9. A process for the preparation of a compound of formula I as defined in any one of claims 1 to 8, comprising the steps of:

a) make formula2Of (a) a compound

And formula3By reaction of a compound of

To produce a compound of formula I

Wherein X is halogen and the other groups have the meanings indicated above, and

if desired, converting the obtained compound into a pharmaceutically acceptable acid addition salt;

or

b) Make formula6Of (a) a compound

And formula7By reaction of a compound of

To produce a compound of formula I

Wherein X is halogen and the other radicals have the meanings indicated above, or

c) Make formula8Of (a) a compound

And formula9By reaction of a compound of

To produce a compound of formula I

Wherein the radicals have the meanings indicated above and R³Is hydrogen, and, in addition,

if desired, the compound obtained is converted into a pharmaceutically acceptable acid addition salt.

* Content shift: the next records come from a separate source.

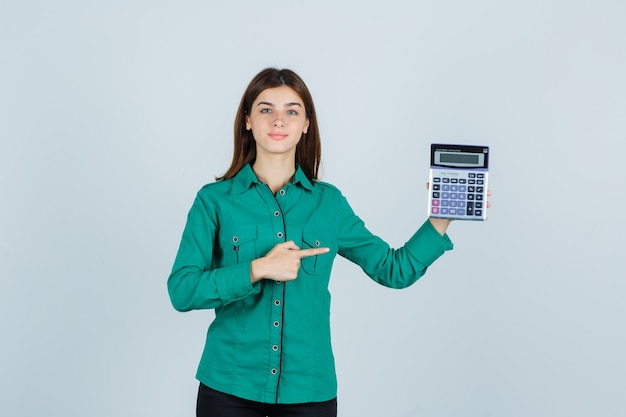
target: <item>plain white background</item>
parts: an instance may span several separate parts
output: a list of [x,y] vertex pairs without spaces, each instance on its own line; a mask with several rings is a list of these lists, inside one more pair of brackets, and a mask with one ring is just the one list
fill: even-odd
[[491,146],[486,223],[413,287],[338,259],[341,416],[624,416],[626,6],[0,2],[0,415],[191,416],[211,311],[170,272],[243,90],[308,83],[322,179],[401,246],[429,144]]

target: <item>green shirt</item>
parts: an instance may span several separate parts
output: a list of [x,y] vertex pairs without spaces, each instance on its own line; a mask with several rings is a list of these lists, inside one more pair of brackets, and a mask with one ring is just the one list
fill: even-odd
[[[276,244],[330,252],[303,258],[294,281],[250,282],[250,262]],[[374,281],[404,288],[452,249],[426,221],[400,249],[368,231],[341,192],[298,167],[276,196],[247,165],[204,186],[189,211],[168,279],[174,308],[215,309],[197,378],[264,403],[326,401],[337,395],[328,282],[335,255]]]

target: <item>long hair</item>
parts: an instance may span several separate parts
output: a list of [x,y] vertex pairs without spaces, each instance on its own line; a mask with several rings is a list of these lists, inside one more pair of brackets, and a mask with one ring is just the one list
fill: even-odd
[[317,179],[322,146],[320,143],[319,128],[313,98],[306,84],[295,72],[289,69],[266,68],[259,72],[250,81],[248,88],[241,97],[239,109],[235,117],[235,143],[233,160],[230,168],[222,177],[217,179],[229,179],[234,177],[241,168],[256,160],[256,143],[252,131],[246,129],[246,116],[252,110],[254,100],[268,88],[276,88],[286,85],[291,87],[304,102],[304,109],[309,127],[307,133],[302,134],[300,142],[296,146],[296,163],[300,165],[304,174],[310,179]]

10. A medicament comprising one or more compounds as defined in any one of claims 1 to 8 and pharmaceutically acceptable excipients.

11. A medicament according to claim 10 for the treatment of alzheimer's disease, cerebral amyloid angiopathy, hereditary cerebral hemorrhage with amyloidosis, dutch-type (HCHWA-D), multi-infarct dementia, dementia pugilistica or down syndrome.

12. Use of a compound as claimed in any one of claims 1 to 8 in the manufacture of a medicament for the treatment of alzheimer's disease, cerebral amyloid angiopathy, hereditary cerebral hemorrhage with amyloidosis, dutch-type (HCHWA-D), multi-infarct dementia, dementia pugilistica or down syndrome.

13. A compound according to any one of claims 1-2 for use as therapeutically active substance.

14. Use of a compound as claimed in any one of claims 1 to 8 for the treatment of alzheimer's disease, cerebral amyloid angiopathy, hereditary cerebral hemorrhage with amyloidosis, dutch-type (HCHWA-D), multi-infarct dementia, dementia pugilistica or down syndrome.

15. A compound according to any one of claims 1-2 for use in the treatment of alzheimer's disease, cerebral amyloid angiopathy, hereditary cerebral hemorrhage with amyloidosis, dutch-type (HCHWA-D), multi-infarct dementia, dementia pugilistica or down syndrome.